We all use YouTube, and the platform needs no introduction. It is the world’s largest video sharing website with over a billion users. However, did you ever think; how YouTube actually works? What happens to our videos when we upload them on their system?
Usually, we come to the website, search something, pick a video, and click on the play button; that is it. However, if we look at the background, there are many processes that the very video has to pass through before we can play it. From the uploading to the playing time, there are various procedures that every content must undergo. Following paragraphs have some insight on what happens with the video we upload.
How Big YouTube Is?
Before we move on to discuss the operating processes of the website; check out a few facts about YouTube.
- 400 hours of videos are uploaded every minute
- YouTube has around 1.3 billion users – almost a third of all people on the Internet
- If you start watching every video that has been uploaded to the YouTube, by the time you finish, it will be the year 2081.
- 80% of the YouTube users are outside the USA
- YouTube has launched local versions in more than 88 countries.
- You can navigate YouTube in a total of 76 different languages, which covers 95% of the global internet population.
How YouTube Works?
Though YouTube has its imperfections, uploading and watching videos on the prolific platform is generally a seamless experience.
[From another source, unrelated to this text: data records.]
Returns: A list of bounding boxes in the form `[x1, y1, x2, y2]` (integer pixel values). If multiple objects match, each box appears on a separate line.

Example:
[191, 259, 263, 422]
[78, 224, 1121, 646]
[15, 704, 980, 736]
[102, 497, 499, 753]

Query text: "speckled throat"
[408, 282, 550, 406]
This is pretty amazing when you consider all of the file types, resolutions, and formats that YouTube has to account for as it disseminates videos to over a billion people worldwide.
Despite the fact that every camera has its own mechanism and produces the files in various formats, YouTube ensures that it seamlessly play the content on different browser/app without any buffering or technical error. How it does, read below.
What Happens When You Upload a Video?
When a user uploads a video to YouTube, the first thing YouTube does is to convert it into an easily playable format. So the first thing you need to know is that YouTube does not play the originally uploaded file; instead, it converts it into the best playable format that does not impact the system and could be played seamlessly. If the original file is hosted and executed, it can cause technical difficulties (can break the internet) or lead to constant buffering on a slower internet. This is called “YouTube Processing,” where the system tries to make the file as small as possible.
Looking at the resolution and frame rate, it creates what they call as “Mezzanine” or a high-quality copy of the original video. This mezzanine is then cut into pieces (5 seconds each) and every chunk is passed into a different machine. This is followed by mathematics that produces the same video in various formats and resolutions (240p, 360p, 720p, 1080p).
When these chunks are ready, they are stitched back to their original place. Depending upon the resolution of input, around 25 different formats/files are generated out of this process. This is to ensure good user experience. See, if you have uploaded a 4K version, the person watching it on a LED TV will see the 4K version; however, an individual in some remote village with a sluggish internet connection will see the same video on his phone, in a different (playable) quality.
How These Versions Are Made?
There is a process called CODEC – means compression and decompression. This means some mathematics can shrink a file down to a much smaller version than the original one without any visual loss in quality. When a device captures the video, it is just like a bunch of dots which it collects, and they remain similar even when the video is compressed.
Yes, technological coding is not always perfect; therefore, YouTube keeps conducting experiments and surveys to find out the best quality output. Depending on the survey or test results, that particular format is preferred, and videos are shown in the very format by default.
Once video coding and decoding are completed; the next process is to generate thumbnails and recognize voice for captions.
YouTube allows users to pick up the best of available thumbnails. It tries to recognize the voice in order to offer automatic captioning which an uploader can alter as well.
Once this development process is complete, here comes what we call ‘search process’; an algorithmic mechanic process that makes the video searchable against certain terms and keywords.
What Happens When You Play a Video?
We generally assume that when we click on the “play” button; YouTube goes and brings that video to us. This was entirely correct roughly a decade ago. In the past, a user’s “play” click was followed by downloading of the video, but that was interruptive. A slower internet or server would break the processor cause constant buffering, which would ultimately disturb the user experience.
YouTube engineers came with a solution to this, and named it as “SlicedBread”. It is a metaphor that means to break down the video into a different piece and laying down the track for ‘train’ (read user) when the engine reaches there. Once a slice has been served, the process reads the next best process to be laid down.
This learning process is dubbed as ‘Adaptive Bitrate’, which simply means that the type of your next video-slice can change because your internet speed and bandwidth is changing. When you click “Play”, YouTube makes some analysis – what’s the users’ screen size, internet speed or how much he has already downloaded. If things are perfect, it brings a high resolution (1080p) for you. However, in case your bandwidth has constrained due to another download on your device, YouTube will automatically adjust the type of the next video slice and brings a low-resolution copy. This ensures that the user does not get disturbed, and his/her video does not lead to buffering.
Moreover, the video selection process is also pretty complicated. When a person plays a video, the bot tries to bring in the content from the nearest location to the user, because it saves bandwidth and offers a seamless experience.
This “Content Distribution Network” can be understood as a tree; the root is the base of a tree, and it has branches. Same is the case with data centers that host video content, so when a person plays a particular video, the request is sent to the nearest center to facilitate the seamless experience.